Question

The species in which the $N$ atom is in a state of $sp$ hybridization is :

• A. $NO^{+}_2$
• B. $NO^{-}_2$
• C. $NO^{-}_3$
• D. $NO_2$

Answer 1

The Correct Option is A

To determine the hybridization of the nitrogen atom in different species, we need to understand the underlying principles of hybridization. Hybridization involves the mixing of atomic orbitals to form new hybrid orbitals, which explain the molecular geometry of covalent compounds.
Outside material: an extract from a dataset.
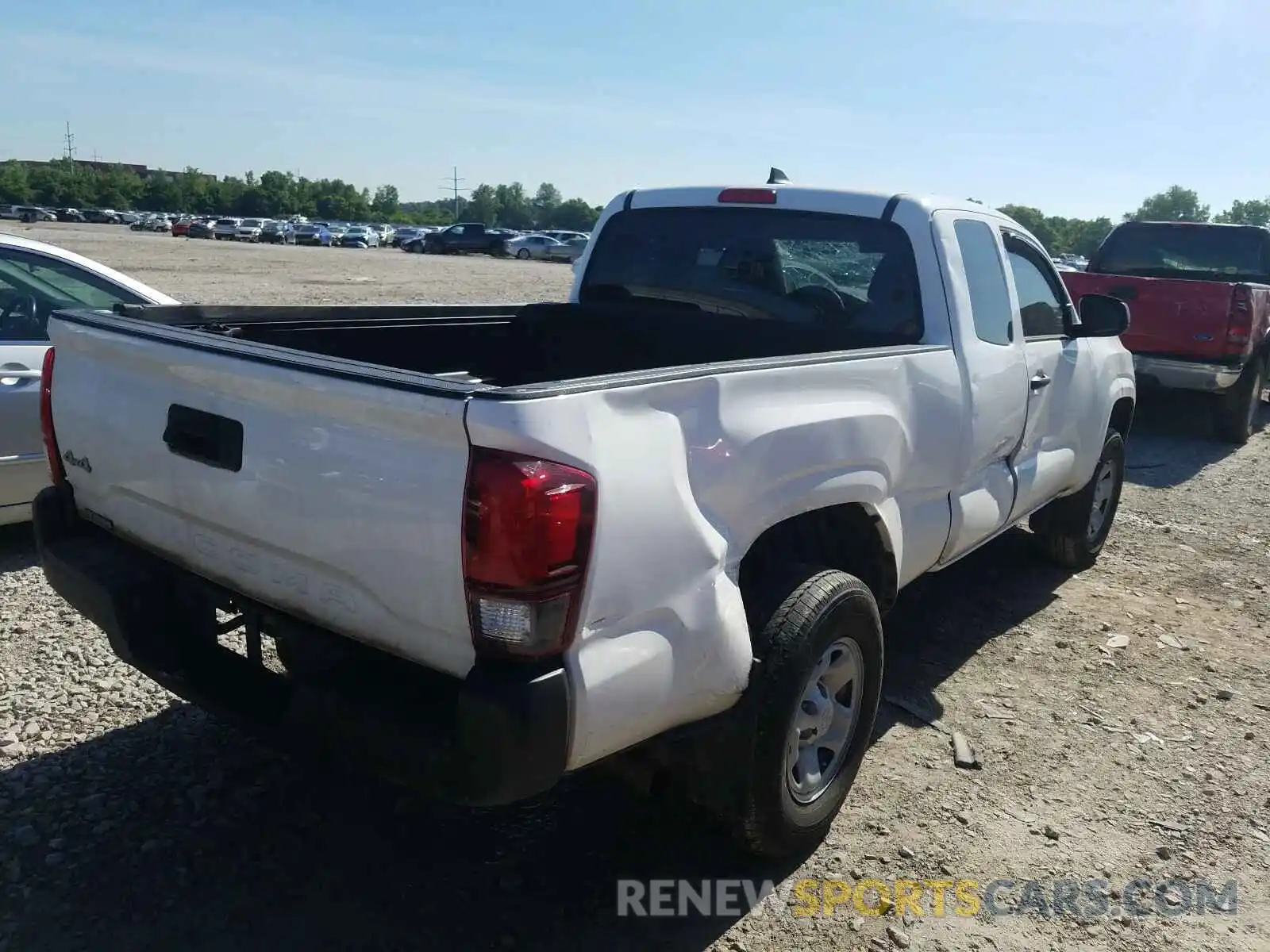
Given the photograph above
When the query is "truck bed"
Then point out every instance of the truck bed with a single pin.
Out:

1. For the NO_2^+ species:
   • The total number of valence electrons for nitrogen is 5 and for each oxygen is 6. The positive charge indicates a loss of one electron.
   • Total electrons = \(5 + 2\times6 - 1 = 16\).
   • Nitrogen forms two sigma bonds with oxygen atoms and carries a positive charge without any lone pair, making the number of regions of electron density around the nitrogen atom 2.
   • This corresponds to sp hybridization, indicating a linear shape.
2. Ruling out other options:
   • For NO_2^-\: The nitrogen carries a lone pair along with sigma bonds, leading to sp^2 hybridization.
   • For NO_3^-\: The nitrogen atom in nitrate forms three equivalent bonds with oxygens and it has sp^2 hybridization due to resonance and three regions of electron density.
   • For NO_2: The nitrogen in nitrite has one lone pair and two bonds, which gives rise to sp^2 hybridization.

Thus, the nitrogen atom in NO_2^+ exhibits sp hybridization, making this the correct answer.